Today Wattpad CEO and co-founder Allen Lau is unveiling the next stage of the company’s “Grand Plan,” laying out its strategy for systematically developing user-generated content (UGC) into high-value media properties, books, games and more. That’s an inversion of the typical Hollywood top-down decision-making model and a potentially exciting step forward for the creator economy.

The company believes it has an edge over other platforms because of its massive global scale and vast trove of community data, including granular metrics about what makes content popular with fans, and hundreds of millions of comments from its community members. Moving forward, Wattpad plans to employ machine learning to discover more great content and help partners across the media industry adapt those properties in ways that maximize their appeal to new and existing fans.

“When writers adapt a written work into a movie or television show, they typically have to cut 80 percent of the content,” said Lau in an exclusive interview. “How would a writer know which parts are the most important to fans? That’s where our investment [and precise metrics] really help. We can tell the screenwriter to keep chapters 5, 7 and the first two paragraphs of chapter 8, because those are the parts that draw strong emotional comments from our readers.”

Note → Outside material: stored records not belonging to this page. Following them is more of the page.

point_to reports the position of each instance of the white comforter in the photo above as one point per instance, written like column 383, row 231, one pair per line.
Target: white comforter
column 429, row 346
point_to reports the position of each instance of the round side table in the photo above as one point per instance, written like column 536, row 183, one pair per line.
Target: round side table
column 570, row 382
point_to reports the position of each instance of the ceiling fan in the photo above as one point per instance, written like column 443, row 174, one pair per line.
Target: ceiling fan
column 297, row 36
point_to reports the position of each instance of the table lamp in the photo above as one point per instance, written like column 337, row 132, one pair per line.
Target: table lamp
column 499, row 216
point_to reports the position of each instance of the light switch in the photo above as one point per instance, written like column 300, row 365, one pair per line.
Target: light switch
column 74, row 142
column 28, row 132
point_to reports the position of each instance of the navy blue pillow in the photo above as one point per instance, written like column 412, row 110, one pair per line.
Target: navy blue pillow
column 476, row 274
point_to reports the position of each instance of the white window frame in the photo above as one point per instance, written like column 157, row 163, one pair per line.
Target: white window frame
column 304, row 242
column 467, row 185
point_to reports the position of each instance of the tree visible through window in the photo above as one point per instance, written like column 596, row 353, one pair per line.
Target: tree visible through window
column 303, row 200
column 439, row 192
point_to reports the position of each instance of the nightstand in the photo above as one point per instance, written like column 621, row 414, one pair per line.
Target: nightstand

“Hollywood is a business making big bets based on gut instinct,” wrote Lau in his Grand Plan. “Our approach means making better bets based on data. We’ve already proved to the entertainment industry that great content is only one half of the equation - connection matters just as much. Wattpad uses built-in fandoms and data to drastically increase the success rate of adaptations.”

Lau says Wattpad has found a natural media partner in Netflix, another company with a data-driven approach to storytelling. But the company is also taking its storytelling destiny into its own hands. The Wattpad Webtoon Studio, a Wattpad asset that got supercharged with a $100 million financial commitment through the Naver acquisition, has more than 100 TV and film projects in development or production with partners on five continents.

In addition, Lau said the combination with Webtoon opens up opportunities for even more media opportunities in comics, animation, audio-based storytelling, games and immersive experiences. “We knew about Webtoon, of course,” he said, “but once we were brought together, I was amazed at how we were pursuing identical strategies.”

Both companies rely heavily on content developed by users in a community culture designed to be safe and supportive of young creators finding their voice. Both have based their platforms on advanced machine learning and metadata analysis to build up the fanbase for promising work, and accelerate the development and promotion of popular content to the vast global audience. Both companies also emphasize generous terms to make sure creators can monetize their work, both on the platform and through other channels including publishing, media and licensing. Webtoon was the source of the recent hit Netflix series “All of Us Are Dead.”

“There will be multiple avenues for creators to earn from the stories and fandoms they’ve built on Wattpad,” wrote Lau in the Grand Plan. “We will help them succeed by offering unique and meaningful opportunities writers won’t be able to find on any other platform.” These potentially include opportunities in the emerging Web3 space, including the metaverse and NFTs, if they help creators maximize the earning potential of their stories.

In the midst of all this growth, Lau is adamant that we should not use the P-word in describing the company’s ambitious plans. “This is not a pivot,” he said. “We have actually stayed very true to our original mission. On day one, our goal was to enable people to read and write on a mobile phone, and that’s what we still do. We’ve just built and expanded on that base.”

The plan sums up the company’s future goals as “We find great stories, we build love for those stories, we help storytellers monetize that love in as many innovative ways as possible.”

Can they keep up the momentum amid all the buzz and competitors looking to replicate their model? It will surely make a great story.